O Senado põe fim ao ‘influenciador’ forçado: eles não poderão mais usar seus filhos como material publicitário
Entre no modo pai/mãe protetor, porque isso muda o jogo. A Comissão de Educação do Senado acaba de dar luz verde, e por unanimidade (sim, todos concordaram, um milagre moderno), a uma iniciativa que basicamente diz às escolas: “a infância não é a sua campanha de marketing”. A senadora Cynthia López Castro apresentou esta proposta para proibir escolas, públicas ou privadas, de utilizar imagem, voz ou dados de menores para fins comerciais sem a caligrafia explícita, escrita e clara dos pais ou responsáveis. Adeus à era do “assinei sem ler” na ficha de inscrição.

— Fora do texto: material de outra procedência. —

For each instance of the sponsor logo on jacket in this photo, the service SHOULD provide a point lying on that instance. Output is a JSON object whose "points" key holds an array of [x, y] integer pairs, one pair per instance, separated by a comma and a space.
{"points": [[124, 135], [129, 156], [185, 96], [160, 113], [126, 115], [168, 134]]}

A ideia é proteger a chaviza do uso indiscriminado de sua identidade nas redes sociais da escola, em seu site, folhetos ou qualquer material promocional. Porque, sejamos honestos, na era das curtidas e compartilhamentos, alguns centros educacionais viam os alunos como o melhor conteúdo gratuito para seu feed. “Meninas e meninos não são propaganda nem ferramentas de marketing”, afirmou o senador pelo Morena. Tradução milenar: seus filhos não são NPCs para sua simulação de escola boutique.
Da foto do ano letivo ao deepfake: os riscos da não regulamentação
Parece exagerado? De jeito nenhum. A iniciativa responde a uma prática que se normalizou, principalmente em escolas particulares com muita presença no Instagram. Conversamos sobre usar fotos, vídeos ou depoimentos de alunos para vender a maravilha de seu modelo educacional, sem que as famílias realmente soubessem no que estavam se metendo. Isto, no mundo digital de hoje, não é uma questão menor. Expor menores desta forma coloca-os em risco de assédio digital, roubo de identidade, utilização indevida dos seus dados pessoais e, no toque distópico do século XXI, a manipulação das suas imagens através da inteligência artificial. Basicamente, a escola poderia inadvertidamente (ou intencionalmente) transformar a foto do seu filho em um meme ou material para algo muito mais obscuro.
O parecer aprovado acrescenta um artigo 73 Bis à Lei Geral da Educação. A regra é clara: nem a imagem, nem a voz, nem os dados. Ver. E se quiser utilizá-lo para alguma coisa, é necessária autorização prévia, informada, expressa e por escrito. O melhor é que essa permissão pode ser revogada a qualquer momento, sem que seu filho seja fantasma academicamente ou maltratado. A proibição abrange tudo, desde o mural físico na entrada até histórias do Instagram e newsletters digitais.
Tudo isto se baseia nos melhores interesses das crianças (um conceito que está finalmente a ser levado a sério no mundo digital) e em tratados internacionais como a Convenção sobre os Direitos da Criança. “Esta reforma estabelece limites claros: a escola é um espaço de aprendizagem e proteção, não uma vitrine comercial”, observou López Castro. Ou seja, a escola é para aprender e não para fazer um casting não remunerado para o catálogo da instituição.
O que vem a seguir? A proposta já passou pelo filtro das comissões e agora irá ao plenário do Senado no próximo período de sessões. Se tudo correr bem, seguirá para a Câmara dos Deputados para prosseguir o seu percurso legislativo. Um passo crucial para que a privacidade dos menores deixe de ser o custo oculto da educação.